DATE: Wednesday, October 9, 1996             TAG: 9610090025
SECTION: VIRGINIA                 PAGE: C-1  EDITION: METRO 
SOURCE: LESLIE TAYLOR STAFF WRITER


LINCOLN TERRACE SUFFERS SETBACK

A project that would transform Roanoke's Lincoln Terrace public housing development into a community of homes with front porches and white picket fences suffered a funding setback Tuesday.

The Roanoke Redevelopment and Housing Authority had applied for $13 million in grant funding that the U.S. Department of Housing and Urban Development set aside to improve the nation's public housing. The $13 million was to cover renovation, demolition, site improvement and relocation expenses for Lincoln 2000, an ambitious effort to completely revamp the 44-year-old collection of brick buildings that constitutes Lincoln Terrace.

HUD announced Tuesday that the housing authority will receive only $1 million. That money can be used only to help families who must relocate while work is under way.

"I would say the best possible scenario is not going to occur now," said David Baldwin, the housing authority's director of housing. Had the housing authority received the full $13 million, "we would have been certain to be able to proceed with some construction by next summer," he said. "Now that's less certain."

HUD announced Tuesday that it had awarded $716 million in grants to 74 communities, including Roanoke, to improve the condition of the nation's public housing. Almost $477 million will be used to demolish some of the nation's worst public housing, improve existing public housing and build new public housing. Another $239 million in federal Section 8 housing subsidy funds will provide two years of rental assistance in the private rental market for 15,000 families who have been displaced temporarily by demolition or renovation projects.

The Roanoke housing authority received funding from the latter category - $1 million in rental assistance for 126 Lincoln Terrace families who will have to move during the first phase of the Lincoln 2000 project.

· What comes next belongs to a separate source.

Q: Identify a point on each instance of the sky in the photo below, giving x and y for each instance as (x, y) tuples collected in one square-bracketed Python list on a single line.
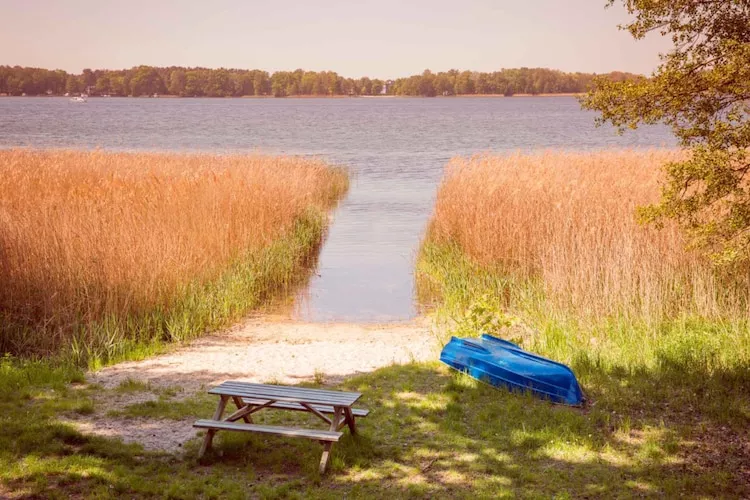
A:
[(384, 39)]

"We received applications for more funds than we have available, which often happens," said David Egner, a HUD spokesman. "A panel of civil servants looked at all the applications and evaluated them. A lot of housing authorities received less than they asked for, some substantially less. Some didn't receive anything at all."

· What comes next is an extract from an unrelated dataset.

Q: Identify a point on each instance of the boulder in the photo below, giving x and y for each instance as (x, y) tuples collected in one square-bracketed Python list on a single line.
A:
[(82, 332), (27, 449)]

Last month, the Roanoke housing authority unveiled a plan to give Lincoln Terrace a complete overhaul by combining physical renovation with efforts to help families move from public assistance to self-sufficiency.

The project could cost as much as $20 million.

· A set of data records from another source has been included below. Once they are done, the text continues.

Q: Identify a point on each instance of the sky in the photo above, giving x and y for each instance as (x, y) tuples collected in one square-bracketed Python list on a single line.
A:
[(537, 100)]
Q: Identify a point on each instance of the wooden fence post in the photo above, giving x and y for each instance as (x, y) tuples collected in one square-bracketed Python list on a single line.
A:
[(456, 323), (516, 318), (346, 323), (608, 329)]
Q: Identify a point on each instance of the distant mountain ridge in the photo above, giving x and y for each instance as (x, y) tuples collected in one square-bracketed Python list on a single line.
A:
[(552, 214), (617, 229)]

Baldwin said the housing authority will seek other ways to fund the project and possibly submit another application for HUD funding. The new federal budget sets aside another $550 million for public housing grants that will be awarded in May.

The housing authority has about $4 million in federal modernization funding for Lincoln Terrace already in place, Baldwin said.

"We've also been talking to some potential sources for low-income tax credits," he said. "We've also become aware of some state low-interest loan programs through the Virginia Housing Development Authority that could assist in the project."

The Lincoln 2000 project probably will focus now on the first of its three phases, provided the housing authority can find another $4 million in funding, Baldwin said.

In phase one, 10 buildings will be demolished, 26 buildings renovated and 10 new buildings constructed. Families will have to move - either into vacant units in Lincoln Terrace or into apartments or homes subsidized through the Section 8 program.

The development has 300 units - 282 of them occupied. The Lincoln 2000 project proposes reducing the 300 to 222, including 48 new single-family and duplex units.